JBlack wrote:1. Do babies and children go to heaven automatically?
The belief is they go to heaven because they died sinless. But this path to heaven is
now closed! The two testaments of the Bible represent wills or covenants between God and man. Under the first testament, the only path to eternal life was to never sin, because the wages of sin is death. However, there was a fault in the first testament in that all mankind sinned! Therefore, no one could gain eternal life under that first testament. Since the first covenant contained faults, God created a second, or New Testament:
Hebrews 8:6-7 wrote:But now hath he obtained a more excellent ministry, by how much also he is the mediator of a better covenant, which was established upon better promises: For if that first covenant had been faultless, then should no place have been sought for the second.
The New Testament requirement for gaining eternal life ia a belief in Jesus Christ and one's Savior from sin. Upon creating a New Testament, the first covenant became the Old Testament:
Hebrews 8:13 wrote:In that he saith, A new covenant, he hath made the first old. Now that which decayeth and waxeth old is ready to vanish away.
The New Testament covenant became effective and the Old Testament covenant vanished away when Jesus Christ, the testator, died on the cross:
Hebrews 9:16-17 wrote:For where a testament is, there must also of necessity be the death of the testator. For a testament is of force after men are dead: otherwise it is of no strength at all while the testator liveth.
Once the New Testament became active, the previous testament became obsolete. No one can now gain eternal life by remaining sinless as required under the Old Testament. This includes infants and children! The only path to salvation presently is through a belief in Jesus Christ under terms of the New Testament covenant, and infants do not believe in Jesus Christ!
JBlack wrote:2. Is there really a such thing as Original Sin?
It's a moot point now:
Romans 6:14 wrote:For sin shall not have dominion over you: for ye are not under the law, but under grace.

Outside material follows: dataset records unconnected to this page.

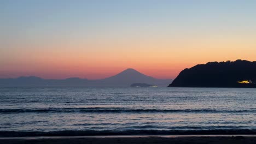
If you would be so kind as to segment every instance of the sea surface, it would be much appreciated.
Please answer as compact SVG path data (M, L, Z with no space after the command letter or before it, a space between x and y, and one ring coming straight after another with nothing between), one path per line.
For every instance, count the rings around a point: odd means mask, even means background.
M0 87L2 135L255 129L256 88Z

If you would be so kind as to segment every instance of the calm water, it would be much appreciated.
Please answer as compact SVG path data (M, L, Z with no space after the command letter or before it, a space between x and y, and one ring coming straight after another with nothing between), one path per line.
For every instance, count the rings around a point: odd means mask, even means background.
M0 131L256 129L256 88L0 88Z

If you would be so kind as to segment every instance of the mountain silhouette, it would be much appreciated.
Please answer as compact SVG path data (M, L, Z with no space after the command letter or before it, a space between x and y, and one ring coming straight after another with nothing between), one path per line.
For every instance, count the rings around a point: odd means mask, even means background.
M238 59L185 69L168 87L256 87L255 82L256 62Z
M147 83L159 87L166 87L172 81L171 79L155 79L130 68L113 76L95 80L78 77L62 80L43 79L33 76L21 76L16 79L0 79L0 86L130 87L133 83Z

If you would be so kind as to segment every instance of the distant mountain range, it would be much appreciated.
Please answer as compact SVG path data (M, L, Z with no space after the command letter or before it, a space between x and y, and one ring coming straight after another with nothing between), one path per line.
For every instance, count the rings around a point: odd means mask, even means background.
M147 83L159 87L166 87L172 79L158 79L147 76L133 69L100 80L71 77L62 80L43 79L36 76L21 76L16 79L0 79L1 87L130 87L133 83Z
M256 87L256 62L208 62L182 70L168 87Z

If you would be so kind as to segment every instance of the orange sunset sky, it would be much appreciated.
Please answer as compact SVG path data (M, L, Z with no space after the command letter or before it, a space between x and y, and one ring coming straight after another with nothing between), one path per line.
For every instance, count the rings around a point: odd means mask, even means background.
M1 1L0 77L98 79L133 68L174 79L197 64L256 61L255 2L121 1Z

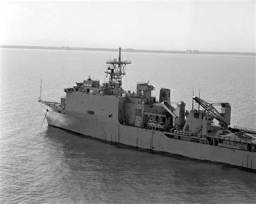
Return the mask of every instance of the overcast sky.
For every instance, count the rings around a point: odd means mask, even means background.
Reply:
[[[5,2],[0,45],[255,52],[250,1]]]

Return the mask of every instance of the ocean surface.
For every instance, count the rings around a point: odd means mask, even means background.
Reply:
[[[49,126],[37,100],[60,101],[90,75],[106,80],[117,53],[0,49],[0,202],[252,202],[256,173],[229,165],[136,151]],[[128,56],[129,55],[129,56]],[[124,88],[150,81],[159,98],[232,105],[231,126],[255,128],[255,57],[123,53]],[[217,107],[217,109],[219,107]]]

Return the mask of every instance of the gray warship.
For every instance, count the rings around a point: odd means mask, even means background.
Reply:
[[[100,85],[89,76],[65,88],[60,103],[40,96],[49,125],[111,143],[256,170],[256,131],[230,126],[230,103],[220,103],[218,111],[193,96],[197,109],[193,102],[192,110],[185,110],[183,101],[174,107],[169,89],[161,88],[157,101],[149,82],[137,83],[136,93],[122,88],[126,66],[131,62],[121,60],[120,48],[118,59],[106,64],[107,82]]]

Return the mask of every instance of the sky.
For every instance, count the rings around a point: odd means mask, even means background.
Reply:
[[[0,45],[255,52],[254,1],[0,3]]]

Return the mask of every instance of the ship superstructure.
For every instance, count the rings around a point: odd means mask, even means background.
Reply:
[[[171,105],[169,89],[161,88],[157,101],[148,81],[138,82],[136,93],[126,92],[122,78],[131,63],[121,60],[120,48],[118,59],[106,61],[107,82],[101,85],[89,76],[64,89],[60,103],[40,98],[48,124],[106,141],[256,170],[256,132],[229,126],[228,103],[220,103],[220,112],[193,96],[203,109],[188,111],[183,101]]]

After Jesus died for us, we fell under the grace of Jesus Christ for our salvation, not our works to fulfill the law. So sin, whether
none or many, does
not control our salvation!
JBlack wrote:3. Is there anything in the bible about 12 being the "cut off " age?
Here is one earthly example: When the children of Israel rebelled against the commandments of God after departing Egypt, God let them wander in the wilderness so that the sinful adults would die off and not see the Promised Land. However, those who were children and had no knowledge of good and evil were allowed to take possession of the Promised Land:
Deuteronomy 1:39 wrote:Moreover your little ones, which ye said should be a prey, and your children, which in that day had no knowledge between good and evil, they shall go in thither, and unto them will I give it, and they shall possess it.
There is further indication that these "children" were everyone under the age of twenty:
Joshua wrote:For the children of Israel walked forty years in the wilderness, till all the people that were men of war, which came out of Egypt, were consumed, because they obeyed not the voice of the lord...
These "men of war" are defined in the book of Numbers:
Numbers 1:3 wrote:From twenty years old and upward, all that are able to go forth to war in Israel: thou and Aaron shall number them by their armies.
This probably is the derivation of our old legal age limit of 21. But 20 was used to as a general age to apply to a large group. The actual age varies from child to child. It is the age at which that child understands God's laws and knows that violating them is a sin. Sin is transgressing God's laws. But to be counted or imputed as a sin, one must understand that breaking that law
is a sin:
Romans 5:13 wrote:For until the law sin was in the world: but sin is not imputed when there is no law.
James 4:17 wrote:To him that knoweth to do good, and doeth it not, to him it is sin.
But once again, it is now a moot point.